Context Matters, or, Why I Didn’t Hate That One Thing in The Rise of Skywalker That I Was Expecting to Hate

I wanted “Middle Chapter Romance” to conclude my thoughts on this ship and just take The Rise of Skywalker as it came. Whether the end result was what I wanted or not, I planned to let it be. I don’t like talking about this. I’d much rather talk about “Twin Suns”. But, alas, The Rise of Skywalker made a set of decisions so incongruous that this topic is back gnawing at me, and I will have no peace until I’ve processed it all.

So.

That kiss.

You may recall that I have a special place in my heart for Larma D’Acy. If anyone deserved to get her girl, it was our gallant Commander. Yes, D’Acy, please cause a scene.

Nevertheless, this is exactly what we all expected when J.J. Abrams promised us LBTQIA+ representation in Star Wars. A minor character has a blink-and-you-miss-it moment of queer affection, and the filmmakers all pat themselves on the back for being so inclusive and progressive.

Of course, this isn’t the only kiss in the film, nor is it the one I aim to discuss in this article, but it does tie in to my reaction to the kiss between Rey and Ben. I don’t hate the Rey-Ben kiss as I would have expected to, but it still has me baffled and even angered. It’s all about the context.
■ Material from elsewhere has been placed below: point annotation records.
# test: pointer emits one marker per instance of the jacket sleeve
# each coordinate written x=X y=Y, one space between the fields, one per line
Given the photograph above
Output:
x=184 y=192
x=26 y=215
I did not know where they were going, but a single end result seemed to loom large in my mind: Rey would become an emotional crutch for Kylo, and so he would be redeemed. And I would be expected to cheer at her sacrifice.

– Me, “I Didn’t Take You For a Coward – An Emotional Response to the Last Jedi

Before we get to the kiss, we need to go back to the turning point for Ben Solo: the Endor duel. Up to and through this point, Rey opposed him at every moment. She makes no excuses for Ben’s actions. She protects her boundaries fiercely. When she turned around and saved his life, it was on her terms. She didn’t capitulate because Ben wore her down – the inevitability I feared in The Last Jedi – but because she chose to act as a Jedi, showing compassion even to a persistent tormentor.

Oh look. 

“Twin Suns”.

To me, Rey’s line of “I did want to take your hand: Ben Solo’s hand” doesn’t speak of romance but of Jedihood. In the audio commentary of “Twin Suns”, Dave Filoni says that Obi-Wan didn’t want to fight Maul on Tatooine; he wanted to see that Maul had changed. When it was clear that Maul hadn’t, Obi-Wan takes his stand, which still has room for compassion. In healing Ben, Rey demonstrates that same compassion – in defiance of her dark side – without absolving Ben of his actions. He chose to become the Supreme Leader, he has been assaulting her physically and emotionally, and therefore, whatever he doesn’t like about their current relationship is on him.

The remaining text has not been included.